A third principle of CBT for anxiety disorders is to counsel clients that the best way to turn off their “fear program” is to confront the feared event. In this case, the confrontation was in the form of taking a commercial flight. Their job was to enter and remain in the feared environment—to take the flight—while holding on to that attitude of acceptance: “It’s OK for me to be anxious. I can handle it.”
In many ways then, our flying program looked like the traditional cognitive-behavioral protocol, but I challenged the traditional CBT approach in three ways. First, because we worked with 25 participants, I couldn’t target the specific thoughts and feelings of each one, as standard CBT treatment dictated. Second, because of our time constraints, we couldn’t help the participants test out the validity of the principles through a series of behavioral assignments. Third, participants didn’t gradually work their way up the hierarchy of fears: they moved directly from sitting in the classroom to engaging in the activity that was at the highest level of their fear hierarchy.

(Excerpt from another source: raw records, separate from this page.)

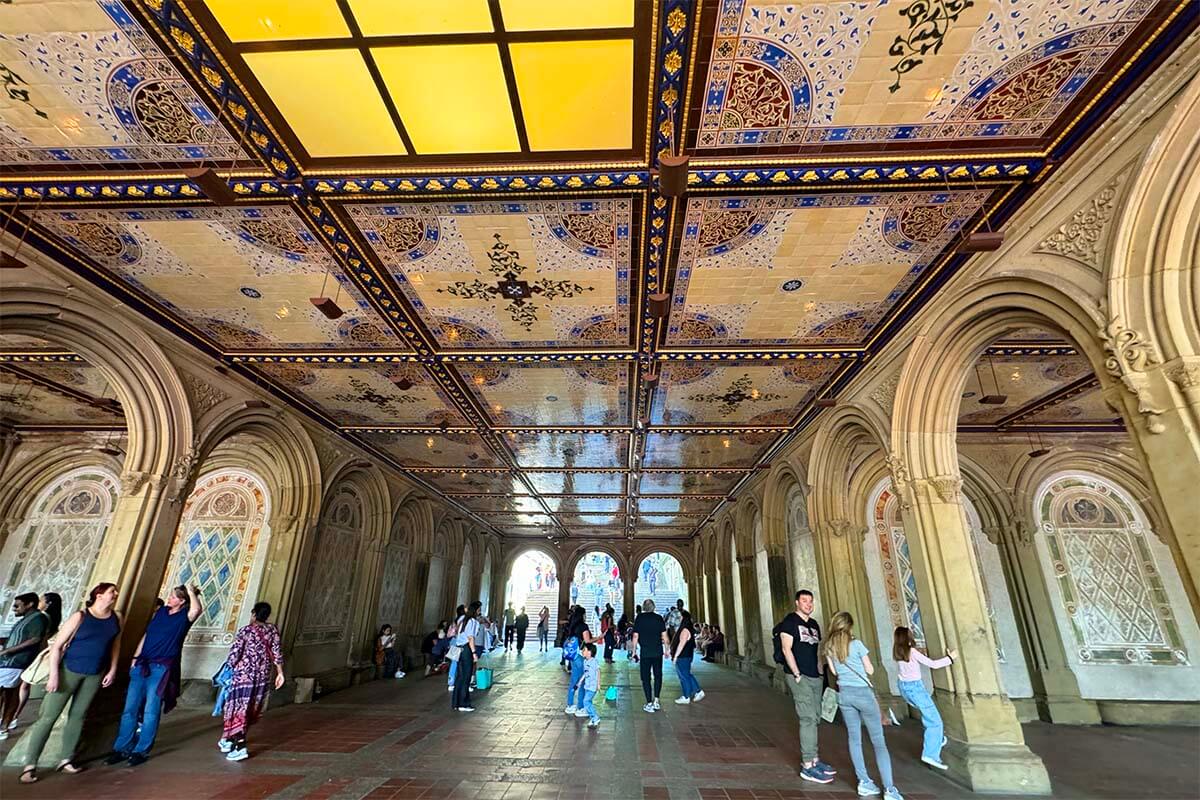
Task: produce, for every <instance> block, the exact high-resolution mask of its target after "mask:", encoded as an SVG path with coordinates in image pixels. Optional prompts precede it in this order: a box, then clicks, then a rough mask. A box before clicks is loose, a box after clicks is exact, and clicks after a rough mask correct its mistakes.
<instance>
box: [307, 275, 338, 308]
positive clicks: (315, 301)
mask: <svg viewBox="0 0 1200 800" xmlns="http://www.w3.org/2000/svg"><path fill="white" fill-rule="evenodd" d="M334 282H335V283H337V296H338V297H340V296H341V294H342V284H341V282H338V281H337V279H336V278H335V281H334ZM328 283H329V270H325V277H324V278H323V279H322V282H320V295H319V296H317V297H308V302H311V303H312V305H313V306H314V307H316V308H317V311H319V312H320V313H322V314H324V315H325V317H326V318H328V319H338V318H341V315H342V314H344V313H346V312H344V311H342V309H341V307H338V305H337V300H336V297H329V296H328V295H326V294H325V285H326V284H328Z"/></svg>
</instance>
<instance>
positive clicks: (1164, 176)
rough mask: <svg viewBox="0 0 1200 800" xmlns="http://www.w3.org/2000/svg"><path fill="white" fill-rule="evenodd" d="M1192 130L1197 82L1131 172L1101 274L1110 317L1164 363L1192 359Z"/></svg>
mask: <svg viewBox="0 0 1200 800" xmlns="http://www.w3.org/2000/svg"><path fill="white" fill-rule="evenodd" d="M1196 130H1200V83H1198V82H1195V80H1193V82H1192V84H1190V85H1189V86H1188V88H1187V89H1186V90H1184V91H1183V92H1181V95H1180V97H1178V98H1177V101H1176V106H1175V110H1174V113H1172V115H1171V118H1170V119H1169V120H1168V122H1166V125H1165V126H1164V127H1163V130H1162V131H1160V132H1159V134H1158V137H1157V138H1156V139H1154V143H1153V145H1151V148H1150V149H1148V150H1147V152H1146V156H1145V158H1144V161H1142V164H1141V167H1140V168H1139V169H1136V170H1135V179H1134V181H1133V185H1132V186H1130V188H1129V192H1128V196H1127V199H1126V204H1124V210H1123V213H1122V215H1121V218H1120V221H1118V223H1117V227H1116V231H1115V235H1114V240H1112V253H1111V259H1110V260H1109V264H1108V269H1106V277H1108V301H1109V309H1110V314H1111V317H1112V318H1114V319H1116V320H1120V321H1121V323H1122V324H1123V325H1126V326H1128V327H1129V329H1132V330H1135V331H1139V332H1141V333H1144V335H1145V336H1146V337H1147V343H1148V344H1150V347H1151V348H1152V349H1153V350H1154V351H1156V353H1157V354H1158V355H1160V356H1162V357H1163V360H1164V361H1166V362H1171V361H1172V360H1175V359H1181V357H1182V359H1187V357H1189V356H1196V355H1200V277H1198V271H1196V264H1198V263H1200V138H1198V137H1196V134H1195V132H1196ZM1194 368H1195V367H1194V366H1193V369H1194ZM1192 384H1193V385H1194V384H1195V379H1192ZM1180 385H1181V387H1182V386H1184V384H1183V383H1182V381H1180Z"/></svg>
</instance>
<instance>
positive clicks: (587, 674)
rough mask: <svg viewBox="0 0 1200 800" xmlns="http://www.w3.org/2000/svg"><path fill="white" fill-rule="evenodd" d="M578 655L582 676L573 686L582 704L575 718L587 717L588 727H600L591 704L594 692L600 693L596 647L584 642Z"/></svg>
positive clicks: (598, 663) (598, 675)
mask: <svg viewBox="0 0 1200 800" xmlns="http://www.w3.org/2000/svg"><path fill="white" fill-rule="evenodd" d="M580 655H582V656H583V675H582V676H581V678H580V682H578V684H576V685H575V686H576V688H577V690H581V694H582V697H583V702H582V703H580V708H578V710H577V711H576V712H575V716H577V717H588V727H589V728H596V727H599V726H600V715H599V714H596V706H595V704H594V703H593V700H594V699H595V696H596V692H599V691H600V662H599V661H596V645H594V644H592V643H590V642H584V643H583V644H581V645H580Z"/></svg>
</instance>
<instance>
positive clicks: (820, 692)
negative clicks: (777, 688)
mask: <svg viewBox="0 0 1200 800" xmlns="http://www.w3.org/2000/svg"><path fill="white" fill-rule="evenodd" d="M823 684H824V681H822V680H821V679H820V678H809V676H808V675H800V682H798V684H797V682H796V679H794V678H792V676H788V678H787V688H790V690H791V691H792V702H793V703H794V704H796V716H798V717H799V718H800V760H802V762H803V763H805V764H808V763H810V762H814V760H816V758H817V723H818V722H821V692H822V691H824V688H823Z"/></svg>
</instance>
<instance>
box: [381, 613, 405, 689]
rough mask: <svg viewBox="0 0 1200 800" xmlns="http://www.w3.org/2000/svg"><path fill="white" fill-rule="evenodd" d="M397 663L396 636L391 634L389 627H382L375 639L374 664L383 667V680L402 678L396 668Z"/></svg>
mask: <svg viewBox="0 0 1200 800" xmlns="http://www.w3.org/2000/svg"><path fill="white" fill-rule="evenodd" d="M398 662H400V657H398V655H397V654H396V634H395V633H392V630H391V625H384V626H383V627H380V628H379V636H377V637H376V664H377V666H379V667H383V676H384V678H403V676H404V673H403V672H402V670H401V669H400V668H398V666H397V664H398Z"/></svg>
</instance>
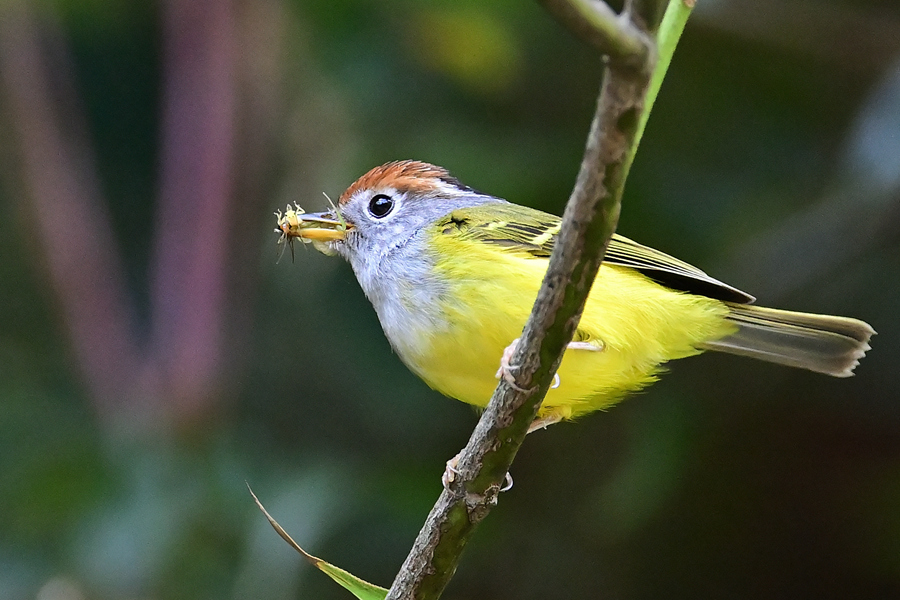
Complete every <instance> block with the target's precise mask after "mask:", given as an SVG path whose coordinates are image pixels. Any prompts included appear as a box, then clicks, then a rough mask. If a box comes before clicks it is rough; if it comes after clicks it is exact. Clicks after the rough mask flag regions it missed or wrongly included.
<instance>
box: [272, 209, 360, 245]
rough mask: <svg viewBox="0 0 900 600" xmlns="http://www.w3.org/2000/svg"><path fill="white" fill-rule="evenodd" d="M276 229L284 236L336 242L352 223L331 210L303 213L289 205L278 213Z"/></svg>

This project pushed my persuasive skills to the limit, but that was my objective. I wanted to find out how efficiently and quickly I could hand over a therapeutic protocol to clients so they could change their actions. About 80 percent of those who took the course completed the two graduation flights on Sunday afternoon. Some had refused to fly for more than a decade, so it was a huge accomplishment for them. It showed me that anxious clients can absorb some basic principles, learn to trust their validity, and then take major steps toward confronting their anxiety without a lot of handholding from a therapist.